Nonetheless Kalden, who has worked in several splashy Indian films, hopes to introduce the trappings of stardom to his country. "I'm planning a blitz," said Kalden, who is making his first Bhutanese film this December. "Out of the 20-odd films made in Bhutan, I'll star in four or five. I will take the Bollywood formula and apply it there."
Most Bhutanese directors have already done that, adopting the fantastical, song-and-dance-infused narrative style of popular Hindi film. "At the moment we are restricted by market forces," said Tshering Wangyel, who spent seven years with the Agriculture Ministry and is now among Bhutan's leading directors. "The masses want fantasy, not reality." Wangyel, whose recent movies include "The Golden Cup," shot in a remote village using untrained actors, is now making Bhutan's first horror film, "Bakchha" ("A Ghost's Attachment"), but he is hedging his bets by inserting seven songs.
Reality is a tough sell. In 2003 Bhutan's best-known filmmaker, Khyentse Norbu, made the country's first celluloid film, "Travelers and Magicians." Khyentse, better known as His Eminence Dzongsar Jamyang Khyentse Rinpoche, is one of the most revered lamas in the Tibetan Buddhist tradition. The film, about a literal, spiritual and metaphorical journey, received rave reviews in the Western press and was screened at the Venice and Toronto film festivals. But the Rinpoche (perhaps the world's only director-saint) had a harder time finding local viewers. The Rinpoche is now working on a script that involves a gun, a monk and the mock elections in Bhutan.

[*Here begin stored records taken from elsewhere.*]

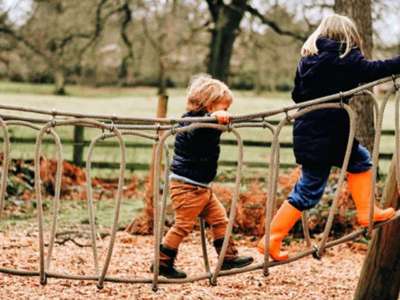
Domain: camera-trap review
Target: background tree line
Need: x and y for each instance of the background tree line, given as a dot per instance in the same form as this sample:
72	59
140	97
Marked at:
250	44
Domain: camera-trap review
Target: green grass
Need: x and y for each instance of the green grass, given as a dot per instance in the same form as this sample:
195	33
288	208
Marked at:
75	213
142	101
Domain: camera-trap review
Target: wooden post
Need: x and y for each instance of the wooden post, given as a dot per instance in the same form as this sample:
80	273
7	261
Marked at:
161	113
78	145
380	275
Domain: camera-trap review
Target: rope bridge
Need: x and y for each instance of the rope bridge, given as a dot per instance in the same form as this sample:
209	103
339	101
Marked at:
117	129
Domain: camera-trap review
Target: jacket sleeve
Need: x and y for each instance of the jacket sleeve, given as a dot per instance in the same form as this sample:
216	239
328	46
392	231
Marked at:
376	69
204	133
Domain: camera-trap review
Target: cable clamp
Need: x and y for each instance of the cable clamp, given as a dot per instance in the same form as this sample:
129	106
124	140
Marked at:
286	110
316	254
173	129
103	135
366	235
264	123
230	127
53	118
394	82
341	100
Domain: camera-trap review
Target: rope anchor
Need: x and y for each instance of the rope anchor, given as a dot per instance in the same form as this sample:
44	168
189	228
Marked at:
341	100
394	82
286	110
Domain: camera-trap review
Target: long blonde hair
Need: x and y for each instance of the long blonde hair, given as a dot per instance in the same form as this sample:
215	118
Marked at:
334	27
203	91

There are concerns that Bhutanese films, which unapologetically derive from Bollywood, Hollywood and Korean cinema, might dilute the painstakingly conserved culture. But filmmakers argue the opposite. By creating local movies they have driven out foreign films, because theaters can no longer accommodate them. The Luger Theater hasn't screened a foreign film since February 2005. This, Wangyel said, makes him very proud: "We are helping our country and preserving our identity and culture."